Minnesota Star Tribune · NLP · Audience Insights

What Kind of Story Is This?

Building an NLP Classification System for the Newsroom. At the Star Tribune, better audience insights start with a better understanding of what we publish — so we built a system to describe it systematically.

Role Data Scientist
Methods BERTopic · spaCy · LLM · Prodigy Annotation
Stack Python · MongoDB · Snowflake · SQL

Starting with Editors

Before writing a line of code, we talked to reporters and editors. What, in their experience, moves the needle with readers? The answer came from every direction: the topic, yes — but also the format. An investigation into city government lands differently than a quick-hit news brief on the same subject. Both matter. Neither tells the whole story alone.

That conversation shaped two parallel modeling efforts: one to classify what a story is about, the other to classify how it's told.

Classifying Topics with BERTopic

For content topics, we used BERTopic — a modern approach to topic modeling that groups articles by semantic similarity rather than keyword overlap. Articles were pulled from MongoDB and routed through an ingestion pipeline into Snowflake for processing.

We trained multiple BERTopic variants across a range of embedding strategies, dimensionality reduction techniques, and clustering hyperparameters. Once clusters formed, we used an LLM to sample stories from each and assign semantically meaningful topic names — a step that turned opaque cluster IDs into labels editors could actually use.

Model selection relied on two complementary scores: coherence (are stories within a topic genuinely similar?) and diversity (are topics distinct from one another?). Finalists were then evaluated against a hand-labeled set of 100 articles, tested on exact and marginal correctness.

Scatter plot of BERTopic model candidates plotted by coherence score on the x-axis and diversity score on the y-axis, with three well-balanced candidates highlighted in green
Each point is a trained BERTopic variant.
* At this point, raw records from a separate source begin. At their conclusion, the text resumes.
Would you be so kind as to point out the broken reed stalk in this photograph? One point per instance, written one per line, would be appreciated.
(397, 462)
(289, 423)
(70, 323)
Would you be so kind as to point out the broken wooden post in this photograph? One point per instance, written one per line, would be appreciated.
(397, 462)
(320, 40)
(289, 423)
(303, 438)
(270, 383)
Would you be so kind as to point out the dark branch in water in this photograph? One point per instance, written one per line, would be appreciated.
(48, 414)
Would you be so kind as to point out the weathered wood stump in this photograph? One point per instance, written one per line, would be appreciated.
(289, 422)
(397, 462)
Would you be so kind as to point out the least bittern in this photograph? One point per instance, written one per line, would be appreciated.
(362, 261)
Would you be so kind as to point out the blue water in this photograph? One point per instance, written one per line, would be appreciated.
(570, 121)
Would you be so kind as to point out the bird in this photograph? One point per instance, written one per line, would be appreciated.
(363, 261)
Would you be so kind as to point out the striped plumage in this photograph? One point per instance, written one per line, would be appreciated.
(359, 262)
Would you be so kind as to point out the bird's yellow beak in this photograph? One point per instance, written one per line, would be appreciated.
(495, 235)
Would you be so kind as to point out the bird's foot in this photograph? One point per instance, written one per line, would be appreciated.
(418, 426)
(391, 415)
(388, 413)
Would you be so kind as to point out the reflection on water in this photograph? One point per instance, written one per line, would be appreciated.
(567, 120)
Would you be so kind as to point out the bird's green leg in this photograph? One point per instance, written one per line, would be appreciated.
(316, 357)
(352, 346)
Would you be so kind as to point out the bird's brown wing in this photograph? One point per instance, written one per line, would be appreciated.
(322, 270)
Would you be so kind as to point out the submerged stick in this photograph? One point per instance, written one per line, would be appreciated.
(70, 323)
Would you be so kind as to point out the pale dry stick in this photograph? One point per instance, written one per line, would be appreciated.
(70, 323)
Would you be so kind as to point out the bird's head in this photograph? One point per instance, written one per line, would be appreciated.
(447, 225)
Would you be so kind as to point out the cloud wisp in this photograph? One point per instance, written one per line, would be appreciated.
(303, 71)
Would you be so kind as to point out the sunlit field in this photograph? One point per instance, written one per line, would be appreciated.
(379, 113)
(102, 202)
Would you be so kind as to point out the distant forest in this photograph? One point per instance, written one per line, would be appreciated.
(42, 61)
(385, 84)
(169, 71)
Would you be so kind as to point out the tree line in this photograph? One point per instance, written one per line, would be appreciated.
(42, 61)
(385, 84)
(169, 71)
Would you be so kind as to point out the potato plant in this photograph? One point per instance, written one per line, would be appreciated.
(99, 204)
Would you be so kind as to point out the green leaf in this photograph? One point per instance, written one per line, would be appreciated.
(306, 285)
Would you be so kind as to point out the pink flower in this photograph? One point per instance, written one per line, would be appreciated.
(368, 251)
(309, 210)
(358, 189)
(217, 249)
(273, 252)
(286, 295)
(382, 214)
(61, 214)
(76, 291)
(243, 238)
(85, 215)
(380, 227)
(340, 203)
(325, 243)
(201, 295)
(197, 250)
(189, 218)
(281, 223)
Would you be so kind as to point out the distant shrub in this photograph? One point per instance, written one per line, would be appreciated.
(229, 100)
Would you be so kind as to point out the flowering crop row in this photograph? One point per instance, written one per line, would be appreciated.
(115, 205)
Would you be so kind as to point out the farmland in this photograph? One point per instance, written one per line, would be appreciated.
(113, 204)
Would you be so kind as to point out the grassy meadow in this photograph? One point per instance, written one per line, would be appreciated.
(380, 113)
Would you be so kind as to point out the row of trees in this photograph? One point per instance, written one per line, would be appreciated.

The three green candidates sit in the upper-right — high on both coherence and diversity — and advanced to human evaluation.
Side-by-side table comparing topic labels generated by three model phases, showing how topic names evolved across iterations
Topic labels refined across three model phases. LLM-generated names grew more precise with each iteration as embedding and clustering parameters were tuned.

The final model surfaced a rich map of the Star Tribune's editorial terrain — from hyperlocal coverage like Minnesota House Elections to cultural beats like Music Festivals and Minnesota Wild hockey.

Bubble chart showing the distribution of story topics, where each circle represents a topic cluster, sized by number of stories and positioned by semantic relatedness
The final topic space. Each bubble is a cluster; size reflects story volume and proximity reflects semantic relatedness. Sports topics cluster together on the right, politics and policy on the left.

Classifying Story Archetypes

Topic alone doesn't explain performance. A feature story and an inverted pyramid on the same subject are fundamentally different products. To capture that, we worked with the news team to define four story archetypes:

To generate training data, we used Prodigy, an annotation tool for unstructured text. Journalists and editors labeled hundreds of articles in a working lunch session, sorting stories into the four buckets.

Hand-drawn circular diagram showing the four-stage ML workflow: annotate data, train NLP model, automate predictions, validate model
The archetype classifier's iterative workflow: human-labeled data trains the model, predictions are automated at scale, then spot-checked by editors to catch drift before the next training round.

With that labeled dataset in hand, we trained a multi-class deep learning classifier using spaCy, optimized on macro F1 score to ensure balanced performance across all four categories — including the rarest ones.

Editors sorted hundreds of stories in a single lunch. The annotations they produced in an afternoon became the foundation for a classifier that now labels thousands of articles a month.

What We Learned

With both models running, we could cross every article on its topic and archetype — and then model expected subscriber acquisition for each combination using regression.

The results were instructive. Investigations and analytical pieces are, unsurprisingly, among the most powerful acquisition drivers. But the archetype effect isn't uniform. The best format depends heavily on the topic.

Dot plot showing expected number of new subscriber conversions for stories broken down by topic on the y-axis and archetype shown as color-coded dots, revealing that investigative pieces on Minnesota politics are the strongest acquisition driver
Expected subscriber conversions by topic and archetype. For Minnesota Elections and Criminal Cases, investigative pieces (blue) dominate. For Housing and Urban Development, features (yellow) outperform — format advantage varies by beat.

For housing and crime coverage, for example, features — not investigations — were the strongest subscriber acquisition lever. That kind of finding gives editors something concrete: not just what to cover, but how to cover it.